Autour du Jazz

Rencontre amicale et jouissive.

« Soundprints », Joe Lovano & Dave Douglas

Apparemment ils sont deux. Un trompettiste, Dave Douglas et un saxophoniste ténor, Joe Lovano. Ils représentent une grande partie du jazz moderne, de celui qui ne refuse pas le legs du free jazz, non seulement de Coltrane mais aussi d’Albert Ayler, d’Ornette Coleman et de beaucoup d’autres. De ces révolté(e)s qui voyait les transformations démocratiques et sociales à leur porte, midi à 14h.
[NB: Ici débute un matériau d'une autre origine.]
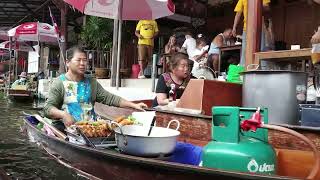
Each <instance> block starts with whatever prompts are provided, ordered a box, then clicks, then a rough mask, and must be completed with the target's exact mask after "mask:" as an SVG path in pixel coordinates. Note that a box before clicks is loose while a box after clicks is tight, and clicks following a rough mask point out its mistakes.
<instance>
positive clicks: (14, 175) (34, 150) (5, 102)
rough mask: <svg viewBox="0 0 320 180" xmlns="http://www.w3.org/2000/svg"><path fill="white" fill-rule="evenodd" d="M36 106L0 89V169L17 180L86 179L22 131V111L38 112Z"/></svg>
mask: <svg viewBox="0 0 320 180" xmlns="http://www.w3.org/2000/svg"><path fill="white" fill-rule="evenodd" d="M35 105H36V104H35V103H16V102H12V101H10V100H8V99H5V98H4V97H3V94H1V92H0V169H3V170H4V171H5V172H6V173H7V174H8V175H9V177H11V178H12V179H14V180H18V179H19V180H29V179H30V180H42V179H43V180H47V179H59V180H60V179H61V180H64V179H66V180H75V179H81V180H82V179H85V178H83V177H81V176H79V175H77V174H76V173H75V172H74V171H72V170H70V169H68V168H67V167H65V166H63V165H61V164H59V163H58V162H56V161H55V160H54V159H52V158H51V157H50V156H49V155H48V154H47V153H46V152H45V151H44V150H43V149H41V148H40V147H39V146H38V145H37V144H36V143H34V142H30V141H29V139H28V137H27V136H26V135H25V134H23V133H21V131H20V127H21V126H22V125H23V121H22V118H23V115H22V111H25V112H26V113H37V110H35V108H34V107H35ZM0 179H1V178H0Z"/></svg>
Des utopistes fous capables de transporter des foules de jeunes gens et de jeunes filles vers d’autres planètes plus sûrement que les deux astronautes mettant un pied sur la lune.

Ces deux là en fait sont trois. Pour commencer. Dans l’ombre se détache un grand compositeur de notre temps, Wayne Shorter. Celui notamment du quintet de Miles Davis de 1965 à 1968 composé de Herbie Hancock au piano, Ron Carter à la contrebasse et Tony Williams à la batterie, capable de toutes les audaces et de toutes les transgressions. Un quintet sans suite, sans descendants. Sauf Wayne. Qui sait aussi, comme les deux autres, faire fructifier l’héritage libertaire de ces années 1960.

Une rencontre nécessaire en quelque sorte. Le titre de cet album Blue Note renvoie visiblement à cet assemblage, « Soundprints », référence à la composition de Wayne Shorter tout en glissements progressifs de la mémoire du jazz, « Footprints », empreintes. Cette association de grands malfaiteurs s’est réalisée au festival de Monterey où cet album a été enregistré le 21 septembre 2013, soit le premier jour de l’automne, une saison propice aux feuilles mortes et aux souvenirs qui se ramassent à la pelle.
Jazz : Soundprints
Une musique à la fois remplie de mémoire, joyeuse, libre et démocratique. Chaque participant(e) y prend toute sa place. Le jeune pianiste – si j’en crois les photos et une vidéo sur le net – Lawrence Fields mêle toutes les influences à commencer par celle de Monk et ses suiveurs tout en faisant preuve d’une éclatante virtuosité qui tourne les regards vers Keith Jarrett comme idole obligée tandis que la jeune contrebassiste Linda Oh connaît l’essentiel de la pulsation du jazz. Le tout couronné par un batteur – élément essentiel de la réussite -, Joey Baron, qui s’en donne à cœur joie et s’adapte à cette musique.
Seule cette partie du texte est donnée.